If you’ve tried meditation before and failed miserably at the art of focusing on nothing but your breath for several minutes, you may want to try a moving meditation, such as Qigong (pronounced Chee-Gong). Not everybody does well with seated meditation. A one-size-fits-all approach to anything — especially diet and stress-relief — will ultimately fail a large group of people.
What is Qigong?
Perhaps the dearth of medical literature up until recently on the health benefits of Tai-Chi and Qigong are due to the theory in Traditional Chinese medicine (TCM) that Qi (vital energy) controls the flow of blood in the body. (Tai-Chi is actually a martial-arts form of Qigong; the latter provides the foundational power for the former.)
It’s difficult for scientists and medical researchers to run tests on an invisible life force, which is what Qi is. Chinese medicine theory posits that Qi helps the body remain balanced. Qigong, which dates back at least 2,500 years and perhaps as many as 5,000, is comprised of breathing techniques and soft, gentle movements designed to strengthen Qi.
Just as yoga has several styles, so too does Qigong. These include a martial arts-style series of exercises; medical Qigong, which focuses on detoxifying breathing techniques; and more spiritually minded Qigong, which focuses on meditative techniques and setting intentions.
What are the proven health benefits of Qigong?
The health benefits of Qigong are similar to those of Tai-Chi. An Australian study published in the Annals of Oncology tracked 162 patients with a variety of cancers, and concluded that medical Qigong can improve patients’ quality of life, “mood status” and reduced specific side-effects of treatment. Qigong, the study hypothesized, may produce physical benefits in the long run by reducing inflammation.

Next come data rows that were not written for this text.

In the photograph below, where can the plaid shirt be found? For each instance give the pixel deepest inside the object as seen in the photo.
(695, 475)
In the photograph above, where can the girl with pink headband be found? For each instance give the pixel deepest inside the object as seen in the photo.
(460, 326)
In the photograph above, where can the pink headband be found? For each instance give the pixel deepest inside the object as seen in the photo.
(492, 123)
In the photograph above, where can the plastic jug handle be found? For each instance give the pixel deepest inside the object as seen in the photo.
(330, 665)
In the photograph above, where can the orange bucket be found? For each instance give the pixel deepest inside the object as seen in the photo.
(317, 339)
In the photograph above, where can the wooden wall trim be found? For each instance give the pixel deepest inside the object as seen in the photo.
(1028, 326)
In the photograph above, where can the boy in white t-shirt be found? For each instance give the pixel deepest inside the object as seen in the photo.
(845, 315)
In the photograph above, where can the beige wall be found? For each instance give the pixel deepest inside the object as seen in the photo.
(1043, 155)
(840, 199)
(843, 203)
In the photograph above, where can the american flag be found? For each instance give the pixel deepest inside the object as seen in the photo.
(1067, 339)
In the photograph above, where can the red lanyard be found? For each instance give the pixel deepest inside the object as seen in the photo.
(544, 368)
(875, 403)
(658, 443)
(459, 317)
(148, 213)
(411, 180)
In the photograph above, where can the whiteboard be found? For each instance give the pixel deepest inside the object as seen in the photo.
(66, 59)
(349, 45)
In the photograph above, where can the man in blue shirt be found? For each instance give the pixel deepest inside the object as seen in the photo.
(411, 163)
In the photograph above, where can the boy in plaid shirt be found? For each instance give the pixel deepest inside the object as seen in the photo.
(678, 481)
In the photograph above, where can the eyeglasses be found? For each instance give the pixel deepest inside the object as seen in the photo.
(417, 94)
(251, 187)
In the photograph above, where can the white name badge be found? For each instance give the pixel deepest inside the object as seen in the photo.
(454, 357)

A meta-analysis of Qigong or Tai-Chi interventions, published in the American Journal of Health Promotion also concluded that research has demonstrated “consistent, significant results for a number of health benefits” in randomized controlled trials. Blocked Qi flow can lead to disease, according to TCM. The analysis reviewed 77 published articles for the effect of Qigong or Tai-Chi in nine categories including:
- Bone density
- Cardiopulmonary effects
- Immune function
- Psychological symptoms
- Falls and related risk factors
The efficacy of this ancient discipline in maintaining the body’s homeostasis (balance) is clinically proven.
How long does it take to get good at Qigong?
Much like Tai-Chi, it can take 20 years or longer to master this art, but the benefits can be derived in a short time. The Qigong Institute says on its website that for health maintenance, Qigong practitioners do not have to be experts. Almost anyone can learn to practice Qigong to maintain or improve health. Those who should consult with a doctor to get clearance before practicing Qigong include pregnant women or those with respiratory diseases. The Qigong Institute provides a directory of teachers and therapists around the world.